The RANKcolumn shown is what I'm after:
显示的RANK列是我所追求的:
Empname sal address RANK
----------------------------------------------
Ram 3411 45,east road 2
Anirban 2311 34,west wind 4
Sagor 10000 34,south 1
Manisha 3111 12,d.h road 3
回答by OMG Ponies
Oracle10g means you can use analytic/ranking/windowing functions like ROW_NUMBER:
Oracle10g 意味着您可以使用 ROW_NUMBER 之类的分析/排名/窗口函数:
SELECT t.empname,
t.sal,
t.address,
ROW_NUMBER() OVER (ORDER BY t.sal DESC) AS RANK
FROM TABLE t
For the pedantic, replace ROW_NUMBERwith DENSE_RANKif you want to see ties get the same rank value:
对于迂腐,如果您想看到领带获得相同的排名值,请替换ROW_NUMBER为DENSE_RANK:
If two employees had the same salary, the RANKfunction would return the same rank for both employees.
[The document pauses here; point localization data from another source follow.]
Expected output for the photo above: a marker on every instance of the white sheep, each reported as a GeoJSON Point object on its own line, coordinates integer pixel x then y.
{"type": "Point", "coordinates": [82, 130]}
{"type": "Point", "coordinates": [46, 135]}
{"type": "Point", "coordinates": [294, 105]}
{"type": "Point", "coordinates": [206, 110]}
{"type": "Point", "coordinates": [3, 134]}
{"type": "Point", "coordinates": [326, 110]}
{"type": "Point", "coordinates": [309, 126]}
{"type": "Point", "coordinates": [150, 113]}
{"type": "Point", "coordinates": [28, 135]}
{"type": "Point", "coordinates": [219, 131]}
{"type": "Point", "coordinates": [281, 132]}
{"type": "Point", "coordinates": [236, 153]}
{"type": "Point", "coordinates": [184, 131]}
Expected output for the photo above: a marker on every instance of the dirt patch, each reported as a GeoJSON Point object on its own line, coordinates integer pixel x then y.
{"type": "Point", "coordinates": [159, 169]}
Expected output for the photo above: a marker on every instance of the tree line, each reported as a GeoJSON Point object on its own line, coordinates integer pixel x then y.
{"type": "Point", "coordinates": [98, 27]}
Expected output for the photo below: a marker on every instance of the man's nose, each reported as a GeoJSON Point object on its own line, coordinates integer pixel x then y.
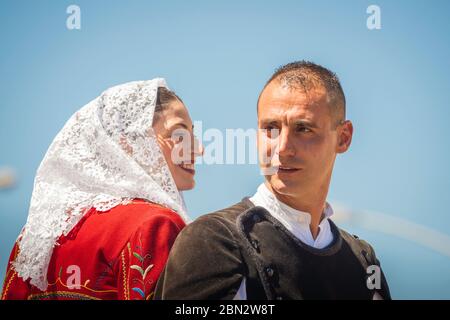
{"type": "Point", "coordinates": [198, 148]}
{"type": "Point", "coordinates": [285, 147]}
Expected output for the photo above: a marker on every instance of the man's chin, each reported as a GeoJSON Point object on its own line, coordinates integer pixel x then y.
{"type": "Point", "coordinates": [282, 187]}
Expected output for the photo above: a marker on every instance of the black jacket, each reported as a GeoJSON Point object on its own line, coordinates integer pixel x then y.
{"type": "Point", "coordinates": [212, 255]}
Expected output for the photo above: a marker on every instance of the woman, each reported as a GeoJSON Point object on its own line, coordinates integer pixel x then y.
{"type": "Point", "coordinates": [106, 205]}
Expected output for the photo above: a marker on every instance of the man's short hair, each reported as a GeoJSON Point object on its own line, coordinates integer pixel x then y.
{"type": "Point", "coordinates": [306, 75]}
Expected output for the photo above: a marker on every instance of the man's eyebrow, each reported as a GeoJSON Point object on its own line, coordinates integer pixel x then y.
{"type": "Point", "coordinates": [305, 123]}
{"type": "Point", "coordinates": [182, 125]}
{"type": "Point", "coordinates": [269, 121]}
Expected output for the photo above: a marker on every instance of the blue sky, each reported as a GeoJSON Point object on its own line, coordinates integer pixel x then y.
{"type": "Point", "coordinates": [217, 56]}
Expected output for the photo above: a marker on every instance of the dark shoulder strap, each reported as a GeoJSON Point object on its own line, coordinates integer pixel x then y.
{"type": "Point", "coordinates": [366, 256]}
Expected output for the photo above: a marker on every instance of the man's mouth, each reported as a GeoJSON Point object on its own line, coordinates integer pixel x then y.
{"type": "Point", "coordinates": [188, 167]}
{"type": "Point", "coordinates": [285, 169]}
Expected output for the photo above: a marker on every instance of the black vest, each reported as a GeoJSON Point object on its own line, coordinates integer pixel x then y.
{"type": "Point", "coordinates": [282, 267]}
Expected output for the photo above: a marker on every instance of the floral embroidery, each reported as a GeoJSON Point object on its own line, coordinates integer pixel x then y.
{"type": "Point", "coordinates": [140, 284]}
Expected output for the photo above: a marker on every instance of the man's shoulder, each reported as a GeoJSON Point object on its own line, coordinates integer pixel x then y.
{"type": "Point", "coordinates": [227, 216]}
{"type": "Point", "coordinates": [218, 222]}
{"type": "Point", "coordinates": [359, 245]}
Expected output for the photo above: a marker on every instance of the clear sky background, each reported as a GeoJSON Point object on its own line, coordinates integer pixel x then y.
{"type": "Point", "coordinates": [217, 55]}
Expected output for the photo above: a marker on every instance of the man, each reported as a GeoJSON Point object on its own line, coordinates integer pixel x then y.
{"type": "Point", "coordinates": [281, 243]}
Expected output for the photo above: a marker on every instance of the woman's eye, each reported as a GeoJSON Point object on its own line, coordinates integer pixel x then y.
{"type": "Point", "coordinates": [303, 129]}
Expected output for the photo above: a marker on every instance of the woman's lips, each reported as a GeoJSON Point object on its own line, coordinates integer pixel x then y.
{"type": "Point", "coordinates": [188, 168]}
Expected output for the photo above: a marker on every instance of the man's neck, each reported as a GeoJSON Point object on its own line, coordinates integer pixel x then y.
{"type": "Point", "coordinates": [314, 205]}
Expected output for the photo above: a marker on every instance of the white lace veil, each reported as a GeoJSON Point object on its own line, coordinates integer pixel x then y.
{"type": "Point", "coordinates": [106, 155]}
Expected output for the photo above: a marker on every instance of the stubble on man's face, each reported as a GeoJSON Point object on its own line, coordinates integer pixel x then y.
{"type": "Point", "coordinates": [305, 149]}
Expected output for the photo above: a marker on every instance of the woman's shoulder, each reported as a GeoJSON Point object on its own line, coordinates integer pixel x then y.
{"type": "Point", "coordinates": [138, 211]}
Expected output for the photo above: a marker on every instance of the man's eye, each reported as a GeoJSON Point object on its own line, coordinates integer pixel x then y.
{"type": "Point", "coordinates": [178, 138]}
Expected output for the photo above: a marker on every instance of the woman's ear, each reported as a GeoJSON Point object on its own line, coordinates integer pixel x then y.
{"type": "Point", "coordinates": [345, 134]}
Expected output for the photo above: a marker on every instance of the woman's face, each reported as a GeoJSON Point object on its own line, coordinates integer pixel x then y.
{"type": "Point", "coordinates": [174, 130]}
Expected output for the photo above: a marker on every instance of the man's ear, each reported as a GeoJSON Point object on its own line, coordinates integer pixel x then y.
{"type": "Point", "coordinates": [345, 134]}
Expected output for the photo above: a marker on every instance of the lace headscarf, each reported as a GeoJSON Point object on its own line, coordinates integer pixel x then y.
{"type": "Point", "coordinates": [106, 155]}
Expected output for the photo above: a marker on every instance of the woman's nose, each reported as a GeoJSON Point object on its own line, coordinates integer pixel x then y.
{"type": "Point", "coordinates": [198, 148]}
However, this will cause a gap in the ranks(ie: non-consecutive ranks). This is quite different from the dense_rank function which generates consecutive rankings.
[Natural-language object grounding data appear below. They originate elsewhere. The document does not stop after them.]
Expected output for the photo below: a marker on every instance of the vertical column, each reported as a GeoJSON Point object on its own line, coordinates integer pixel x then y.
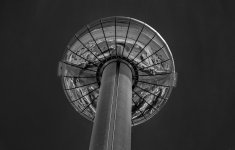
{"type": "Point", "coordinates": [112, 125]}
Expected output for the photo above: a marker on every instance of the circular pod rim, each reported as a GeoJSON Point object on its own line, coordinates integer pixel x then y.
{"type": "Point", "coordinates": [124, 39]}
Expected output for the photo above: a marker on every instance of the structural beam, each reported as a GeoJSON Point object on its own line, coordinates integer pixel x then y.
{"type": "Point", "coordinates": [112, 124]}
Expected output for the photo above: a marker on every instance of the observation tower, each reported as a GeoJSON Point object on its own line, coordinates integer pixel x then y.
{"type": "Point", "coordinates": [117, 72]}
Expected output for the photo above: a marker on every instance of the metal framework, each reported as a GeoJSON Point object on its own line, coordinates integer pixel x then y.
{"type": "Point", "coordinates": [117, 40]}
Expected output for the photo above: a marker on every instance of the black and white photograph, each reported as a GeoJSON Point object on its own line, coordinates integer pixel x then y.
{"type": "Point", "coordinates": [117, 75]}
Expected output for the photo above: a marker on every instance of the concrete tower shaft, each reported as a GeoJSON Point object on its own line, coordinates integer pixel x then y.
{"type": "Point", "coordinates": [112, 125]}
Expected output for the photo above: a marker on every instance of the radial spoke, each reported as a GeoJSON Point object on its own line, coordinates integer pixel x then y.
{"type": "Point", "coordinates": [104, 36]}
{"type": "Point", "coordinates": [86, 47]}
{"type": "Point", "coordinates": [82, 57]}
{"type": "Point", "coordinates": [115, 36]}
{"type": "Point", "coordinates": [93, 100]}
{"type": "Point", "coordinates": [74, 65]}
{"type": "Point", "coordinates": [154, 84]}
{"type": "Point", "coordinates": [81, 86]}
{"type": "Point", "coordinates": [136, 40]}
{"type": "Point", "coordinates": [148, 92]}
{"type": "Point", "coordinates": [142, 113]}
{"type": "Point", "coordinates": [144, 47]}
{"type": "Point", "coordinates": [95, 41]}
{"type": "Point", "coordinates": [84, 95]}
{"type": "Point", "coordinates": [126, 35]}
{"type": "Point", "coordinates": [158, 63]}
{"type": "Point", "coordinates": [79, 77]}
{"type": "Point", "coordinates": [151, 54]}
{"type": "Point", "coordinates": [164, 73]}
{"type": "Point", "coordinates": [143, 98]}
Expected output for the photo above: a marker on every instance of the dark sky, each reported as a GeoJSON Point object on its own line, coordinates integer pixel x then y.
{"type": "Point", "coordinates": [35, 115]}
如果两名员工的薪水相同,则RANK函数将为两名员工返回相同的等级。但是,这会造成排名的差距(即:非连续排名)。这与生成连续排名的dense_rank 函数完全不同。
The old school means of ranking is to use:
老派的排名方法是使用:
SELECT t.empname,
t.sal,
t.address,
(SELECT COUNT(*)
FROM TABLE x
WHERE x.sal <= t.sal) AS RANK
FROM TABLE t
The output will match the DENSE_RANK output -- ties will have the same rank value, while being numbered consecutively.
输出将匹配 DENSE_RANK 输出——关系将具有相同的等级值,同时连续编号。
回答by Piyush Mattoo
I often refer to this detailed, informative yet quick link Analytical Functionsfor the analytical functions.
我经常提及本详细丰富又快速链接解析函数的分析功能。